Fine-tuning Qwen 3.5 with MLX

MLX natively supports LoRA and QLoRA fine-tuning on Apple Silicon. Example for Qwen 3.5 9B:

# Convert HF model to MLX format (if not using a pre-quantized version)
mlx_lm.convert \
  --hf-path Qwen/Qwen3.5-9B \
  --mlx-path mlx_models/qwen3.5-9b \
  --quantize

# Fine-tune with LoRA
mlx_lm.lora \
  --model mlx_models/qwen3.5-9b \
  --train \
  --data data/ \
  --lora-layers 16 \
  --batch-size 2 \
  --iters 600

Practical: a LoRA fine-tune of Qwen 3.5 9B on a M4 Max 64GB takes ~2 hours for 600 iterations with a small domain dataset. Full fine-tuning is not feasible on consumer Macs — even the 9B base would need 40+ GB for optimizer states.

Troubleshooting

Metal shader crash on macOS 26 + Ollama 0.18.2: known bug affecting M4/M5 chips.
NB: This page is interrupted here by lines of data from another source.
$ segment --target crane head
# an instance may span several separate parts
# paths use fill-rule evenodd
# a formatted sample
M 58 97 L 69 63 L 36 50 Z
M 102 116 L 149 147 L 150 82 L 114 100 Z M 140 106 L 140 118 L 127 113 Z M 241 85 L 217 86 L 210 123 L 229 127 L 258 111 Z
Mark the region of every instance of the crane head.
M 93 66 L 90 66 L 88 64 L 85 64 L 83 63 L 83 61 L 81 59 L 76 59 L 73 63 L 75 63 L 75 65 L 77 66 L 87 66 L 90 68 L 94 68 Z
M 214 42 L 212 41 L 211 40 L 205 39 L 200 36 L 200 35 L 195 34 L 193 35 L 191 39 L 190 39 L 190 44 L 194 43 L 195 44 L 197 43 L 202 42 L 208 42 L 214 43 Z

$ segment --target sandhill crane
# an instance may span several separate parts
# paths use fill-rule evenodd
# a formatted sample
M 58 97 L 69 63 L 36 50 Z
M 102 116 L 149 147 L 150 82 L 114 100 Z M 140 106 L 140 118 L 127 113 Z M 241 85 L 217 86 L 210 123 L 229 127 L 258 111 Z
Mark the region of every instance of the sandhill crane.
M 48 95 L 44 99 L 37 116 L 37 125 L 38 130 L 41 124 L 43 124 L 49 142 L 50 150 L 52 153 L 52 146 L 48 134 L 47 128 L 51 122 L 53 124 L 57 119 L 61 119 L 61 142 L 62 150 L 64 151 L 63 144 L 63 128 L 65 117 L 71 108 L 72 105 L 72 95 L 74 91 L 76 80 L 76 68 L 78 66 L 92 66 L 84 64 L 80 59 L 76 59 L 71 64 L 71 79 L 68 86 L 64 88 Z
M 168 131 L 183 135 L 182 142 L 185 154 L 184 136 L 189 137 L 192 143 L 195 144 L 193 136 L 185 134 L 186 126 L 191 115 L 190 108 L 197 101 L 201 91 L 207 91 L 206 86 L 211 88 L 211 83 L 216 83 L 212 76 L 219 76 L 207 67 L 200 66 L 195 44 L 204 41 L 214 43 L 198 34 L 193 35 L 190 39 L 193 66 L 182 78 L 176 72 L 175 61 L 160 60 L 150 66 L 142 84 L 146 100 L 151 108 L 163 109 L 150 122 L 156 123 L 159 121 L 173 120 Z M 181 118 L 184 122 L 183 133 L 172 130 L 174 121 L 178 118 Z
Fix: upgrade to Ollama 0.19 or switch to MLX (unaffected).
OOM on M4 Pro 24GB running 27B or 35B-A3B: close Chrome, Docker Desktop, IDE, and Spotlight heavy apps. macOS reserves ~3.5 GB. You have ~20.5 GB usable.
MLX is slower than expected: verify you downloaded the MLX variant, not the GGUF. MLX models are named mlx-community/Qwen3.5-*-MLX-4bit, not unsloth/Qwen3.5-*-GGUF.
Context window collapses speed: at 32K+ context the KV cache overhead on a 24 GB Mac forces memory pressure. Drop to 8K-16K for interactive work.
Download errors on mlx-community models: some have been renamed. Check the mlx-community HF org for the latest naming.